第三話「錬金術師の加護」
『これは魔石ガチャというマジックアイテムだよ』
「え? この声はどこから聞こえているんだい?」
『ガチャの内部からさ。僕は錬金術師のジェラルド・ベルギウスに作られた、意思を持つマジックアイテムなんだ』
「意思を持つマジックアイテム……」
「ちょっと、ギルベルト? 誰と話しているの?」
『隣の子には聞こえていないんだね。ギルベルト、猫耳の女の子の手を握ってご覧』
俺はガチャに指示されるがままに、シャルロッテの手を握った。彼女は顔を赤らめて俺を見つめると、再び脳裏にガチャの声が響いた。

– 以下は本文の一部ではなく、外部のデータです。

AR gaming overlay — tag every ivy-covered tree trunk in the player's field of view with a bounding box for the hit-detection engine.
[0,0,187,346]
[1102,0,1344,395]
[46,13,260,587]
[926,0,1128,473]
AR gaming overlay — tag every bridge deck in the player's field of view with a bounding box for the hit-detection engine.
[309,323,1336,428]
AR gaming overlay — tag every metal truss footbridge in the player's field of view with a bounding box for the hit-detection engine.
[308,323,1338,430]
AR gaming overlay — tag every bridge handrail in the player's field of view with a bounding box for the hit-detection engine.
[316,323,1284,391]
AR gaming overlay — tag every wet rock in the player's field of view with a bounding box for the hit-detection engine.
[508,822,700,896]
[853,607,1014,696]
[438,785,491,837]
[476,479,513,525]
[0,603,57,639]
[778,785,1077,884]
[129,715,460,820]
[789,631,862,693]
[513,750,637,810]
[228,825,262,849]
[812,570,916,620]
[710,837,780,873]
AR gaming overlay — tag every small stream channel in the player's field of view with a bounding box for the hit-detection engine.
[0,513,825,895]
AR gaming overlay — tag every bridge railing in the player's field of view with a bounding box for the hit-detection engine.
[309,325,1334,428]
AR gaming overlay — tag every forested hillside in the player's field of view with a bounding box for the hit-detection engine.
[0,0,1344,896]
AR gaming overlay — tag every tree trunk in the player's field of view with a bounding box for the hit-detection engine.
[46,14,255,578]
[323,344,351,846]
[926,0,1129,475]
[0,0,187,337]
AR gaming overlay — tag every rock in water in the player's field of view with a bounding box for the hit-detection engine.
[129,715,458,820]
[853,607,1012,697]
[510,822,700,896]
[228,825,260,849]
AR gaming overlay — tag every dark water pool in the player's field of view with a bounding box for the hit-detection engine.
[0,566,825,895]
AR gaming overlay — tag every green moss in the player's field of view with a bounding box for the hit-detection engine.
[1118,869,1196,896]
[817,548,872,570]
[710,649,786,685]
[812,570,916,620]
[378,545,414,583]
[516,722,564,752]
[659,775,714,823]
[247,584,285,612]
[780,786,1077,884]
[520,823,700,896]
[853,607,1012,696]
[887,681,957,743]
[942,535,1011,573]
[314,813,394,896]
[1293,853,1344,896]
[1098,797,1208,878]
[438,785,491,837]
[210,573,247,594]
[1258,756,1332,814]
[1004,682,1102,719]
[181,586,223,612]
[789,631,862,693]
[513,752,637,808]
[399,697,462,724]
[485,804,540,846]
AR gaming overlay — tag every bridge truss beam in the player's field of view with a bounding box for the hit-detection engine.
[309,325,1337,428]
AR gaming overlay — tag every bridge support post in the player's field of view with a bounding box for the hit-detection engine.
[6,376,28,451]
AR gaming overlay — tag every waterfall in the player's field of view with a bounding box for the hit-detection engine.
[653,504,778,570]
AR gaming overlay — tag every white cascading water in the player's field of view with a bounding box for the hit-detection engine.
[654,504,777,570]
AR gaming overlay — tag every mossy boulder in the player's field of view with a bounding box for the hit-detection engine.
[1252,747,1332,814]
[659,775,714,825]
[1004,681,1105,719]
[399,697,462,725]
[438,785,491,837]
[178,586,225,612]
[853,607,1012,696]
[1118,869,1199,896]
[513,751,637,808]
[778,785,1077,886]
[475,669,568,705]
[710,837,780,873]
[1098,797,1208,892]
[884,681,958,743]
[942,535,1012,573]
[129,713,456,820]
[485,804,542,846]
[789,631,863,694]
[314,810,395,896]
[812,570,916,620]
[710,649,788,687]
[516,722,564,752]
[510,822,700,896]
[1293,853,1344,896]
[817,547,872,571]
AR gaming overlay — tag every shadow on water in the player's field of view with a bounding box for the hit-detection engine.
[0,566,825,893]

『これで聞こえる筈だよ。ギルベルト、僕の役目は冒険者を助ける事なんだ。ガチャは魔石を錬金術によって加工し、新たなアイテムを作り出す技術なんだよ』
「魔石が木刀になったから驚いたよ」
『最初は誰もが驚くだろうね。ギルベルト、錬金術師のジェラルド・ベルギウスはガチャを冒険者に使わせる代わりに条件を出しているんだ』
「条件?」
『ああ。迫害されているモンスターを救うのがガチャを使用する条件さ。ベルギウスの加護を使ってモンスターを封印するんだ。方法は簡単だよ、自分の波長と合うモンスターを見つけ出し、封印すればいい。ガチャは封印したモンスターの性質によって変化するからね』
「え? 変化する?」
『そう。僕は生きているんだ。まだ生まれたばかりだけど、ギルベルトがモンスターを封印してくれれば、僕も強くなれる。まぁ試してみれば分かる事だよ』
ガチャは静かに俺を見上げると、再び小さな指環に変化した。どうやら、この指環を装備していれば、モンスターを封印する力を得られる様だ。ガチャの説明によると、自分の波長と合うモンスターなら封印する事が出来るのだとか。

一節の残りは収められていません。